Snowden: US collects Chinese mobile data

Hong Kong newspaper cites ex-intelligence technician as naming top university and a network operator as hacking targets.

Snowden
Snowden, now in Hong Kong, has reportedly sought help from rights lawyers to fight US extradition efforts [Reuters]

The US government is hacking Chinese mobile-phone companies to gather data from millions of text messages, Edward Snowden has told the South China Morning Post in Hong Kong.

US spies have also hacked China’s Tsinghua University in Beijing and Asia Pacific fibre-optic network operator Pacnet, the newspaper reported on Saturday quoting the former US National Security Agency (NSA) contractor charged with espionage for exposing secret US surveillance activities.

“The NSA does all kinds of things like hack Chinese cell phone companies to steal all of your SMS data,” Snowden said in the interview conducted on June 12.

The Post said Snowden had provided documents listing operational details of specific attacks on computers, including internet protocol (IP) addresses, over a four-year period.

Government data shows almost 900bn text messages were exchanged in China in 2012.

The claims followed soon after a report in the UK’s Guardian newspaper in which he claimed the British government’s electronic-eavesdropping agency had gained secret access to fibre-optic cables carrying global internet traffic and telephone calls.

Guardian said that Government Communications Headquarters (GCHQ) had started processing vast amounts of personal information – including Facebook posts, emails, Internet histories and phonecalls – and is sharing it with the NSA.

‘Network backbones’

The Post has previously quoted Snowden saying there have been more than 61,000 NSA hacking operations globally, targeting powerful “network backbones” that can yield access to hundreds of thousands of individual computers.

He said these included hundreds of targets in mainland China and Hong Kong.

Snowden told the Post in the report that Tsinghua University, which counts China’s President Xi Jinping and previous President Hu Jintao among its graduates, was the target of extensive hacking by the US.

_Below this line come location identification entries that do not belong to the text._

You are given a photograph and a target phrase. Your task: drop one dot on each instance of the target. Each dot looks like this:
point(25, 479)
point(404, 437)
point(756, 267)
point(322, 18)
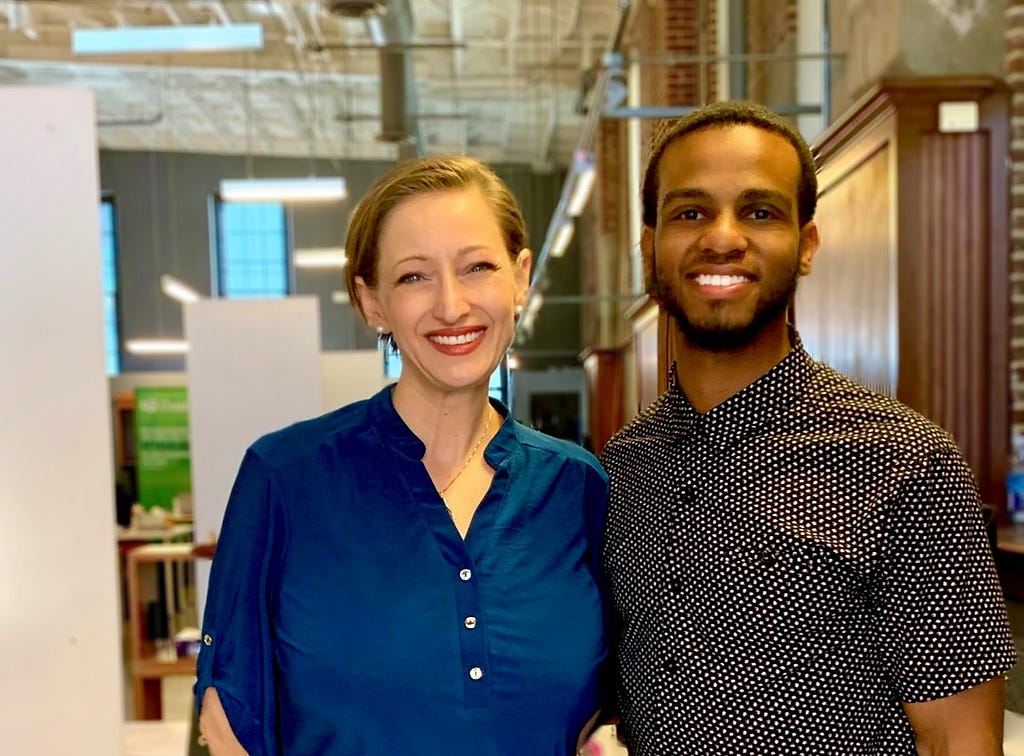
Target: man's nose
point(724, 236)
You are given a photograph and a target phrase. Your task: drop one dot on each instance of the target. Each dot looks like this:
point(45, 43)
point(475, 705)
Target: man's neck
point(709, 378)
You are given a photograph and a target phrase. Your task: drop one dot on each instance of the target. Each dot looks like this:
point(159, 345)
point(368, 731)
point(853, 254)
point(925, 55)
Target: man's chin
point(718, 339)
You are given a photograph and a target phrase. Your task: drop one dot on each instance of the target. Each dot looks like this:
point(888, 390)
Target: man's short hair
point(732, 113)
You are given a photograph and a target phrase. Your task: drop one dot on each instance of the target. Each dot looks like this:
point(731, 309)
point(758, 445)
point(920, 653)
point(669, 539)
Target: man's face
point(725, 255)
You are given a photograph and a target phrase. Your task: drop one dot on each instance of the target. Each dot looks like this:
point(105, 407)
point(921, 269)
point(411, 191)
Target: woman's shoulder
point(562, 449)
point(301, 437)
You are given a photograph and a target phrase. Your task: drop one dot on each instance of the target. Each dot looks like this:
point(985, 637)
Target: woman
point(417, 573)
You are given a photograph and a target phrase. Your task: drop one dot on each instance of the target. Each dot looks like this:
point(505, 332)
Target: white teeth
point(705, 280)
point(453, 340)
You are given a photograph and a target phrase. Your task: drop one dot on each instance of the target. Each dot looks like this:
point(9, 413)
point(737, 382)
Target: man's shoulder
point(835, 399)
point(649, 426)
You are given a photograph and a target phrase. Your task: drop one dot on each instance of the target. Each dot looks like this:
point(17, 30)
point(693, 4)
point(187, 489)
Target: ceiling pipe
point(612, 57)
point(393, 21)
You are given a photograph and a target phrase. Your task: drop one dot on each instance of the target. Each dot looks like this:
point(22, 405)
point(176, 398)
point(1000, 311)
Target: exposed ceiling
point(497, 79)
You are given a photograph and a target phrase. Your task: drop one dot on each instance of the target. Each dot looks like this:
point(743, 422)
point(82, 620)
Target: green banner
point(164, 467)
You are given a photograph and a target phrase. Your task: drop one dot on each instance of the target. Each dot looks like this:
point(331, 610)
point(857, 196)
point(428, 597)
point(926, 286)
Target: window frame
point(217, 271)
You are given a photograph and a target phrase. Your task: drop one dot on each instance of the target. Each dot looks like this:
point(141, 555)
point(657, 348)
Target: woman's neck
point(448, 423)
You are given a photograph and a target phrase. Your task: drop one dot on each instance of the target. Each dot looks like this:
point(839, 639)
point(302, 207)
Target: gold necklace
point(440, 492)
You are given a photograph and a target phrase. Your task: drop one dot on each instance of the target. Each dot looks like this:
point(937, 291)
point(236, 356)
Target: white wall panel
point(253, 367)
point(60, 689)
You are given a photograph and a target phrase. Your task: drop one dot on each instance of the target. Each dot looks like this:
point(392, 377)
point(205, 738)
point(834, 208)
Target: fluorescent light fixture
point(283, 190)
point(128, 40)
point(176, 290)
point(561, 240)
point(157, 346)
point(320, 257)
point(581, 191)
point(375, 28)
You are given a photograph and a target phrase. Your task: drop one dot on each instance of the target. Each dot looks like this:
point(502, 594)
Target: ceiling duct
point(391, 22)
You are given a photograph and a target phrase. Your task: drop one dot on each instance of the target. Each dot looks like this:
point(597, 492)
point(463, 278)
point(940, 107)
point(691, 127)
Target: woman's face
point(446, 288)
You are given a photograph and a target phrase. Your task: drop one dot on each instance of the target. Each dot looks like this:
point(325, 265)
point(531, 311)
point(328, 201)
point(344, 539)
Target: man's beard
point(714, 335)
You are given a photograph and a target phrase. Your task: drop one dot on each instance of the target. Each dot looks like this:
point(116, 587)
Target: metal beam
point(680, 111)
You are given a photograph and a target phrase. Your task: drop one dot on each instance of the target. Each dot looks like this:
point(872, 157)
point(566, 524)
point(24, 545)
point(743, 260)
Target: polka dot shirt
point(790, 567)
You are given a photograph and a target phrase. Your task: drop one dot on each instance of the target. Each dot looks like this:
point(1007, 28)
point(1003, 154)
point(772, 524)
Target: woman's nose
point(452, 302)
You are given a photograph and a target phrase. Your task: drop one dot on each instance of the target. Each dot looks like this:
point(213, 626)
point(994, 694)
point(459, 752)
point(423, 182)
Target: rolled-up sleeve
point(237, 657)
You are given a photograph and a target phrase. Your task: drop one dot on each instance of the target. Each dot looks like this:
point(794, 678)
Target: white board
point(60, 686)
point(253, 367)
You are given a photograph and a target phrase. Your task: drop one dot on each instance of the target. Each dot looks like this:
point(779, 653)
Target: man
point(799, 565)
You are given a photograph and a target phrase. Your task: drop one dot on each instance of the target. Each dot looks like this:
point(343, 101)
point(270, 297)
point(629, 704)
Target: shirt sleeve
point(597, 507)
point(237, 657)
point(942, 620)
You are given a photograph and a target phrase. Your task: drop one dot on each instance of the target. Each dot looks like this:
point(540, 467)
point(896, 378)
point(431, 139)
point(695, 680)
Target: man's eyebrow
point(685, 194)
point(761, 195)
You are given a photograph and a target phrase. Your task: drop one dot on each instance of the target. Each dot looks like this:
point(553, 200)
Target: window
point(252, 250)
point(109, 250)
point(498, 386)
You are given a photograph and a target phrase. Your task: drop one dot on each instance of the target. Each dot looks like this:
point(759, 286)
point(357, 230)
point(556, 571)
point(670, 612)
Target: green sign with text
point(164, 467)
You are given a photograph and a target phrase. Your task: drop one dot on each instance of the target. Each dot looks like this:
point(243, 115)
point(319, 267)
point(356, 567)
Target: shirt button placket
point(471, 637)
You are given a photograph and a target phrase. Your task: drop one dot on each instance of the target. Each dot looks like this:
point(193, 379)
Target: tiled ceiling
point(497, 79)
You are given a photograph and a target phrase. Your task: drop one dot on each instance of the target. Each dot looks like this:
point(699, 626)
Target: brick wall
point(1015, 80)
point(771, 27)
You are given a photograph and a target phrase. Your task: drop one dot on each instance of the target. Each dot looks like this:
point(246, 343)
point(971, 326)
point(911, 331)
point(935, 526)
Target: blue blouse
point(346, 615)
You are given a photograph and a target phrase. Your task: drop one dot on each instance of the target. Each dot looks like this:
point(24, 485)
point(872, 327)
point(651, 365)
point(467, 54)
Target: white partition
point(60, 684)
point(253, 367)
point(350, 376)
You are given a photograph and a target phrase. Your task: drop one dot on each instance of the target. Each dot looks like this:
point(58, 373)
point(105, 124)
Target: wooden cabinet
point(174, 564)
point(909, 292)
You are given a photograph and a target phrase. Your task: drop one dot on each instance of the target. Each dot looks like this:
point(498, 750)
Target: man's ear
point(647, 257)
point(809, 243)
point(369, 304)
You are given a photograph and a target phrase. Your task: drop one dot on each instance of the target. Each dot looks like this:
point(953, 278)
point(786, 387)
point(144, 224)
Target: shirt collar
point(751, 409)
point(393, 431)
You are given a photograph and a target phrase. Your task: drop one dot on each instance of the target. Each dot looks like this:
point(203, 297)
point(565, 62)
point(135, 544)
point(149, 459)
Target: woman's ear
point(369, 304)
point(521, 268)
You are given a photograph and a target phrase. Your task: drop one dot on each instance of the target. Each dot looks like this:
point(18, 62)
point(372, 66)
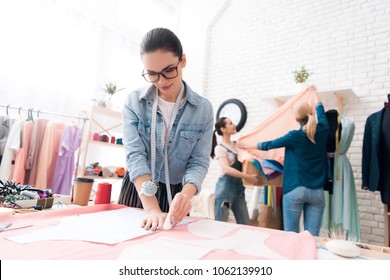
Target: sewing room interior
point(272, 117)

The university, which is home to one of the mainland’s six major backbone networks from where internet data from millions of Chinese citizens can be gathered, was breached as recently as January, he said.

In 2009, the NSA also attacked Pacnet, the owner of one of the region’s biggest fibre-optic networks, the Post reported, citing information provided by Snowden.

Pacnet, which is headquartered in Hong Kong and Singapore, owns 46,000km of fibre and operates in 13 countries, according to its website.

US files charges against NSA leaker

The latest disclosures come amid reports that the US was pressuring Hong Kong to act quickly on its request to extradite Snowden.

“If Hong Kong doesn’t act soon, it will complicate our bilateral relations and raise questions about Hong Kong’s commitment to the rule of law,” a senior Obama administration official said on Saturday, speaking on condition of anonymity.

Sources say Snowden, who has been hiding in Hong Kong, has sought legal representation from human rights lawyers as he prepares to fight attempts to force him back to the US to face trial.

Tom Donilon, NSA adviser, told CBS News the US had a “good case” against Snowden and expected Hong Kong to comply with its 1998 extradition treaty with the US.

“We have gone to the Hong Kong authorities seeking extradition of Snowden back to the United States,” Donilon said.

Interim arrest warrant

US authorities had earlier issued a provisional arrest warrant and filed espionage and other charges against Snowden.

Confirming a report in the Washington Post newspaper, a US official said that a sealed criminal complaint had been lodged with a federal court in the US state of Virginia and a provisional arrest warrant had also been issued.

Snowden was charged with theft of government property, unauthorised communication of national defence information and willful communication of classified communications intelligence information to an unauthorised person, the document said.

Troves of documents leaked by Snowden earlier to the Guardian and the Washington Post revealed that US security services had monitored data about phone calls from Verizon and internet data from large companies such as Google and Facebook as part of counterterrorism efforts.

Snowden is reported to be in hiding in Hong Kong, and the US has also asked Hong Kong to detain Snowden on the provisional arrest warrant, the Washington Post newspaper reported, citing unnamed US officials.

The criminal complaint was filed in the Eastern District of Virginia, where Snowden’s former employer, Booz Allen Hamilton, is located, the Post reported.